In early March, the U.S. auto market showed signs of optimism despite ongoing consumer concerns. Sales of new vehicles surged, buoyed by the influx of tax refunds and annual bonuses, while rising inventory levels provided consumers with ample choices. This combination of factors, however, comes against a backdrop of falling consumer confidence due to economic uncertainty.
As of February 21, 28% of tax refunds had been issued, totaling $102.25 billion, marking a 10% increase from the previous year. The average refund amount rose by 7% year-over-year to $3,453, giving consumers a significant cash boost. In addition, annual bonuses also contributed to a higher purchasing power for new-vehicle buyers. However, despite these financial boosts, consumer confidence dipped in February. This drop was primarily due to political tensions, looming tariffs, and rising prices, which pushed vehicle purchase plans to their lowest point since the same period last year.
Despite these challenges, February turned out to be a strong month for new-vehicle sales. According to vAuto Live Market View data, the 30-day sales pace for new vehicles rose by 13.6% compared to January and saw a 5.9% year-over-year increase. At the beginning of March, the U.S. had 2.99 million unsold new vehicles available, reflecting a 2.2% increase from February and a 12.8% rise from the previous year. This increase in inventory helped dealers maintain market confidence and provided consumers with more options in the showroom.

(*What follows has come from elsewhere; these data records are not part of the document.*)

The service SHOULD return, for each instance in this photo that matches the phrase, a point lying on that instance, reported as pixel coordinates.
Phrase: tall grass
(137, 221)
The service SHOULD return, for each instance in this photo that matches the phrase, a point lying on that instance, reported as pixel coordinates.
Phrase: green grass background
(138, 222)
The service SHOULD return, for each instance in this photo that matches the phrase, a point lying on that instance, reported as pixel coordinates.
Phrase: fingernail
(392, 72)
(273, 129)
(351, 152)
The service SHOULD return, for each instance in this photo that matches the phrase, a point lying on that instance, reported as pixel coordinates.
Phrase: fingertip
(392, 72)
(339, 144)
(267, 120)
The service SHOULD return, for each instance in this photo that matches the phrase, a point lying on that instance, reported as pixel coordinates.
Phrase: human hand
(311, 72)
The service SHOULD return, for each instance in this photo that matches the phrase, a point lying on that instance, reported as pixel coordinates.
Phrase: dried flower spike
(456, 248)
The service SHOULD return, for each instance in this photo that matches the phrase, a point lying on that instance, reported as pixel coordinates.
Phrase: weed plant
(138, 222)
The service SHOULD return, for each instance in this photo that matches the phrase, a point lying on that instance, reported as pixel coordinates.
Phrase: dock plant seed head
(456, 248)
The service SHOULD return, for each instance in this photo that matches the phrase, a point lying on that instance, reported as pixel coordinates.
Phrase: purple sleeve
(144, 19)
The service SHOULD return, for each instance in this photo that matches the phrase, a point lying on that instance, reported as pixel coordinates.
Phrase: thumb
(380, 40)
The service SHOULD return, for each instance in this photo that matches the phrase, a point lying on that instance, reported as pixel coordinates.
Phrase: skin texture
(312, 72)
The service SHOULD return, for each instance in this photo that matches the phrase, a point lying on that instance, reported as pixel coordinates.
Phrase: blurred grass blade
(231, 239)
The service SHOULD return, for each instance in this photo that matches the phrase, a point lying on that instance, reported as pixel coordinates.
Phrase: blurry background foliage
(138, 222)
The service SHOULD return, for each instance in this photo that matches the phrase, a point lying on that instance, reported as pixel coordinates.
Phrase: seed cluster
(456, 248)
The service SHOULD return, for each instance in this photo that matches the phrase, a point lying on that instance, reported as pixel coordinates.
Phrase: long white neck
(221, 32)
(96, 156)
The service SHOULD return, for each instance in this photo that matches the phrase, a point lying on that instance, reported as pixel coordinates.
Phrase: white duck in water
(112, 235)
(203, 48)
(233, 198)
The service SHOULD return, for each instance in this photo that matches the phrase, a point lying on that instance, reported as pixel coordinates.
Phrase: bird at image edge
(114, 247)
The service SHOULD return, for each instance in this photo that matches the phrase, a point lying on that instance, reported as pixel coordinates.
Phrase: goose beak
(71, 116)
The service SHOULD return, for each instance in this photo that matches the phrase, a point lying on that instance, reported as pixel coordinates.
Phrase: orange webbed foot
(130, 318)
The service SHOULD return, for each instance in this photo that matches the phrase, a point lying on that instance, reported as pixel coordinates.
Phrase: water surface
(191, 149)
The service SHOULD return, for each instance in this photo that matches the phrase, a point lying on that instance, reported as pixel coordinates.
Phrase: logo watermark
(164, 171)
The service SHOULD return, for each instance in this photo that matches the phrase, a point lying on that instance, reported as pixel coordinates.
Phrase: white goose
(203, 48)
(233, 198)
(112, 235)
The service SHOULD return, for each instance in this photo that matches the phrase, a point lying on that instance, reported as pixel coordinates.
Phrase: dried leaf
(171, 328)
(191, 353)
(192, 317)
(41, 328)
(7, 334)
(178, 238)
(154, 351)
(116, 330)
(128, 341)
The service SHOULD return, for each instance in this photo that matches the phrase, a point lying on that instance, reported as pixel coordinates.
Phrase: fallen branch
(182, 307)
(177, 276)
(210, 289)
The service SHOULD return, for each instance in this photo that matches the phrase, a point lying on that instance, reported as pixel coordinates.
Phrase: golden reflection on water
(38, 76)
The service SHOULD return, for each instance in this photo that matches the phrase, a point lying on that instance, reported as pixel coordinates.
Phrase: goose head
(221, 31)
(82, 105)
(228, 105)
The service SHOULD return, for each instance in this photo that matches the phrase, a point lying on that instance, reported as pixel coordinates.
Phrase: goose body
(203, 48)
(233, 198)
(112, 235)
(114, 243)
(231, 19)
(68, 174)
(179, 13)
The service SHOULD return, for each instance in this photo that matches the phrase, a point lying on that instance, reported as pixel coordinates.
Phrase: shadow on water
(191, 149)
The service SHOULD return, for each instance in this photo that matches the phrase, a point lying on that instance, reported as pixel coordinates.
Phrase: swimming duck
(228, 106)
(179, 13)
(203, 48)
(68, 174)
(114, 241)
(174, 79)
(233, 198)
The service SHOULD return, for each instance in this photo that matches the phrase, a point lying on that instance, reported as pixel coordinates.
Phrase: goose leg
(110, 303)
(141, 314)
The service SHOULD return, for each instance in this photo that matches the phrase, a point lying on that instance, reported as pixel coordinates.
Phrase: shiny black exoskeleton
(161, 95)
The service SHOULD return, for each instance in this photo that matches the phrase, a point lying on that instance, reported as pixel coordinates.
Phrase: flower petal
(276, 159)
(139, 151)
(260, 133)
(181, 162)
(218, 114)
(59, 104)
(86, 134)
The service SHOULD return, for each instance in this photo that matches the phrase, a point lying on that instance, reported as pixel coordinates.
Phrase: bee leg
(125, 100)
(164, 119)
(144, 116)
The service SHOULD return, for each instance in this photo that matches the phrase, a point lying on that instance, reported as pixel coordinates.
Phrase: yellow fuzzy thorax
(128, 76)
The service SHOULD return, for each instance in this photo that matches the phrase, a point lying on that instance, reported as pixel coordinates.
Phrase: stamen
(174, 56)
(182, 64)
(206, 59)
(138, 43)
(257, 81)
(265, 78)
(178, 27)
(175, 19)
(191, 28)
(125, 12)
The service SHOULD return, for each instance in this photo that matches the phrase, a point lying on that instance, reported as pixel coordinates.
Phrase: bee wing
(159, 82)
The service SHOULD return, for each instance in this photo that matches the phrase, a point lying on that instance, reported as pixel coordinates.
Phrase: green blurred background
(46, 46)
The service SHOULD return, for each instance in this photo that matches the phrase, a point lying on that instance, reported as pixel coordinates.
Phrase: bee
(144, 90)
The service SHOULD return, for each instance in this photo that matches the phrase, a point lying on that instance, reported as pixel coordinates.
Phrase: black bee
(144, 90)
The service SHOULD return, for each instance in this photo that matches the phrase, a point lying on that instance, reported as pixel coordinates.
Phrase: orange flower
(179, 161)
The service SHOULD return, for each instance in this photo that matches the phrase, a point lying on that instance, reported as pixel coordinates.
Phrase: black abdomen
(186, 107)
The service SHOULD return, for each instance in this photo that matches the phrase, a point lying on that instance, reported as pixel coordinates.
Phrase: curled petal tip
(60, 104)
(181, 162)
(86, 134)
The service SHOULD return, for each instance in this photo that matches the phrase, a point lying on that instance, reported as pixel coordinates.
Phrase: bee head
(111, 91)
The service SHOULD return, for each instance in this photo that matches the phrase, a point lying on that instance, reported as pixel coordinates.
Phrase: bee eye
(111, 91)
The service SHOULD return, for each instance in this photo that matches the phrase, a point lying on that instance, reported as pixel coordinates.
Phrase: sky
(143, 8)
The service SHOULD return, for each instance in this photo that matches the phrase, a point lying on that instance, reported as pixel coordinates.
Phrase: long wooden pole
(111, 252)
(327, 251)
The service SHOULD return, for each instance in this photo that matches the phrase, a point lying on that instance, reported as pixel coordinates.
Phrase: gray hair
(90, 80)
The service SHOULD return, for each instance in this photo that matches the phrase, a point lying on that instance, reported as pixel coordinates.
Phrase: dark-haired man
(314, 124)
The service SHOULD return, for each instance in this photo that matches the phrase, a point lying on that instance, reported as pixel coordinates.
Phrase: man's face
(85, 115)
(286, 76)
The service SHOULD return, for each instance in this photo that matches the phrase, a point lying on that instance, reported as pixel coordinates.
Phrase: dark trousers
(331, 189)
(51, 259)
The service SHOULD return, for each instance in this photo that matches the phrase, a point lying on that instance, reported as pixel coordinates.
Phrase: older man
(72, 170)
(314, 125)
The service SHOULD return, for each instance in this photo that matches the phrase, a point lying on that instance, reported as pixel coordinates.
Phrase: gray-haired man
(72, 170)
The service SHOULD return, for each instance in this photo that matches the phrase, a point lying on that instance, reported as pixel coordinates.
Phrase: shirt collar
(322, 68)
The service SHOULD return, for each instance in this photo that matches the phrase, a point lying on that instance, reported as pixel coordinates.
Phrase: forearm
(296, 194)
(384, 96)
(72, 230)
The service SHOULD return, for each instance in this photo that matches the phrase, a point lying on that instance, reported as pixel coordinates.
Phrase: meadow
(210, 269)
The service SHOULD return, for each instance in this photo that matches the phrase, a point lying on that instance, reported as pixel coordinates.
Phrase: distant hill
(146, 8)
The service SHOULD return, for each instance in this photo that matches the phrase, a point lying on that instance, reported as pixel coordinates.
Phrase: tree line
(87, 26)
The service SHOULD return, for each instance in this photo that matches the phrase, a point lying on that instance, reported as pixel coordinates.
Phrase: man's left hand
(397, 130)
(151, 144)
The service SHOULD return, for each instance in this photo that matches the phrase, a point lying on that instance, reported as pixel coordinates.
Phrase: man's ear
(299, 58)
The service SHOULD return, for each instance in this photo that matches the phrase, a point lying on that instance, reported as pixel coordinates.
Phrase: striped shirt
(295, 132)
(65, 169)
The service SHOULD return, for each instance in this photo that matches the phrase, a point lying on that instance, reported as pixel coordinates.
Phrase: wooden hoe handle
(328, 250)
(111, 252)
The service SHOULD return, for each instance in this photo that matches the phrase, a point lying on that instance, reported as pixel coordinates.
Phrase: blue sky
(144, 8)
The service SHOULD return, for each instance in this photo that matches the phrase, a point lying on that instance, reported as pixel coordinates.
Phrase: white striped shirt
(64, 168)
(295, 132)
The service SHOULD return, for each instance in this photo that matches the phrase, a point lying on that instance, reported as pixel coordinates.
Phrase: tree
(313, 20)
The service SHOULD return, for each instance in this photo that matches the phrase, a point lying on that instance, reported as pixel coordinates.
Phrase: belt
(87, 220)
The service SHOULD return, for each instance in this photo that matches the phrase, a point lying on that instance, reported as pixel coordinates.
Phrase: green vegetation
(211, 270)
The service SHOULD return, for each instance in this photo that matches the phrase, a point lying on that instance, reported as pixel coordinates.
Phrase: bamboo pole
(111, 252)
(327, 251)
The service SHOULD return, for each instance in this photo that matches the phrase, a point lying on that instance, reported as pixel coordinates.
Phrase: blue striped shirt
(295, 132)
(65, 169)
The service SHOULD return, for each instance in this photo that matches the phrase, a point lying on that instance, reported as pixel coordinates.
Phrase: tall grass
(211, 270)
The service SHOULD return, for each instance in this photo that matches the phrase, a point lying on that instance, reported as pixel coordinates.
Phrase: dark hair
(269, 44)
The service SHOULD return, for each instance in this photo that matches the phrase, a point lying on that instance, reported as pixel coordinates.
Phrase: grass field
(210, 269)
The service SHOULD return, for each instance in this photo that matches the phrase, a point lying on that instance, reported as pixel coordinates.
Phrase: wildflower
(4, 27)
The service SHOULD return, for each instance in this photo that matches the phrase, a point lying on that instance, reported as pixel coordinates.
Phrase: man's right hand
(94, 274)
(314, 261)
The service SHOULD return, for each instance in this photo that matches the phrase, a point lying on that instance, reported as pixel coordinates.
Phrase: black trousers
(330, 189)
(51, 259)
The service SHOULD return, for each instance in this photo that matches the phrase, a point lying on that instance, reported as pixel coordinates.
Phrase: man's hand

With the boost in sales pace, new-vehicle days’ supply fell by 10% from February, dropping to 89 days. This decrease in supply was expected as more vehicles moved off the lots, signaling that dealers were adjusting to a changing market. However, uncertainties surrounding policy changes and tariff discussions have left automakers in a holding pattern. Despite these concerns, Hyundai saw the most significant increase in days’ supply, gaining 38 days year over year, while brands like Jeep and Ram experienced the steepest declines, down to 54 and 56 days.


Source: Cox Automotive
Top-selling brands in February included Toyota, Ford, Chevrolet, Honda, Hyundai, and Kia, which together accounted for 58% of all sales and 53% of all available inventory. The average listing price for a new vehicle was $48,316, slightly down by 0.6% from January but up 2.6% compared to the previous year. These six leading manufacturers offered a wide range of models below the average listing price, making their vehicles more affordable as interest rates continue to rise and challenge affordability for many buyers.
The inventory of vehicles priced at or below $20,000 declined by 17% from January, while vehicles priced above $80,000 rose by 9%. This shift towards high-end models reflects the growing reliance on higher-income households to drive the new-vehicle market. More than 75,000 new vehicles were priced over $100,000 at the beginning of March, a sharp increase from fewer than 50,000 a year ago. Among the highest price category, 41% of inventory was priced at $100,000 and above.
In terms of pricing, the average listing price for a new vehicle was $48,316, down 0.6% from January but still 2.6% higher compared to the previous year. Although prices are generally rising, there are still over 80 models listed under $40,000, with several priced below $30,000.